Ask most ordinary musicians how they feel about their profession and they’ll give a deliberately understated answer, painting their passion as a kind of glorified day job. But neither Zee Gachette nor Sebastien Heintz, the two halves of blues rock outfit Z-Star Delta, are ordinary musicians.
“I just think [music is] colour,” Gachette says, her voice low and thoughtful. “First [my life] was black and white, and then slowly colour faded in. And that colour was music. I think it started when [I was] around four years old, the appreciation of music. Writing songs was the thing that came first, and I started doing that from about seven.”

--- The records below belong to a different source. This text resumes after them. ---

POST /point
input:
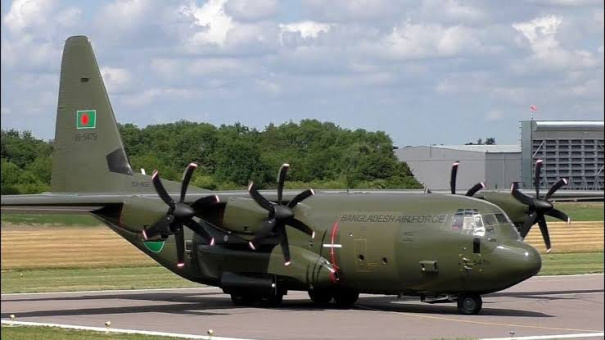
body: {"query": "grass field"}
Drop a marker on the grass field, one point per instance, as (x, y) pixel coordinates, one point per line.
(52, 333)
(581, 211)
(87, 256)
(79, 279)
(578, 211)
(74, 279)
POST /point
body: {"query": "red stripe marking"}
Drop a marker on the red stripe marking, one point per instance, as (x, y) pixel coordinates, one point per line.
(332, 254)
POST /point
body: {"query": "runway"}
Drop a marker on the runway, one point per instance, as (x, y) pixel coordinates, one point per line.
(555, 305)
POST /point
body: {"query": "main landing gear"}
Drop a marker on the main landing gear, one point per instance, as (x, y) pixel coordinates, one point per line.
(343, 298)
(469, 303)
(251, 299)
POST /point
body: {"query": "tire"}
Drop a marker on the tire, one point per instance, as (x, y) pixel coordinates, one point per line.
(240, 299)
(469, 304)
(345, 298)
(272, 300)
(320, 296)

Heintz’s origin story is different, but the passion in his voice when he talks about his entry into the world of professional music mirrors that of Gachette's. “For me, I don’t remember exactly one moment when I really felt like [music] was going to be my job. I remember growing up and it was in my body,” he says. “In my soul.” “Yeah, for a while I didn’t really see myself as a singer,” Gachette adds. “I thought I was going to be a songwriter, [and] write songs for other people. Then I went to see my uncle and played him some songs. He used to be in a band called Loose Ends. He was the one who said, ‘Maybe you should think about singing.’ And I just thought, ‘Okay, well I’ll give it a go'.”
It would be a mistake to suggest Gachette has merely ‘given it a go’: as the frontperson for rock band Z-Star she has been transcending the limits of the stage for almost two decades now, releasing album after album and traversing genres with a nimbleness rare in contemporary music.
Not that she’s just stopped there, either. She also plays drums and sings in Z-Star Delta, a side project to Z-Star born out of Gachette and Heintz’s very first proper tour of Aussie shores. “The pair of us came over [to Australia] and picked up some session musicians for some shows,” she explains. “But we did a lot of shows, just the two of us, as a duo, and we realised there are some Z-Star songs that work stripped back, and some that don’t. So we started writing new songs, and that kind of became its own beast,” she laughs. “Its own very furry beast.”
The two-piece setup of Z-Star Delta seems to have energised Gachette and Heintz’s working relationship. “We’ve been experimenting more,” Gachette says. “We’ve been experimenting with keys, more modern sounds.”
“Sound effects and guitar too,” Heintz adds. “There’s more space for the two of us to really say something with our instruments. It feels different. It’s more intense, definitely more intense.” Gachette agrees. “There’s a lot more space, there’s a lot more acoustic stuff,” she says. “A lot more space for the guitar and vocals. I do think sometimes it’s lighter than the full throttle rock band, but sometimes it’s even more intense because it’s just two of us. We just do more with the two of us. Like [we think], ‘How can we do this? How can we get out of our comfort zone?'”
“Even if the show is challenging, I like to think something has come out of it,” she goes on. “Whether you’re playing in front of two thousand people or ten people, something has to come out of it. When we connect with the audience and we’ve improvised on the spot and bared our souls and sweat everything out, that’s when it’s a great show.”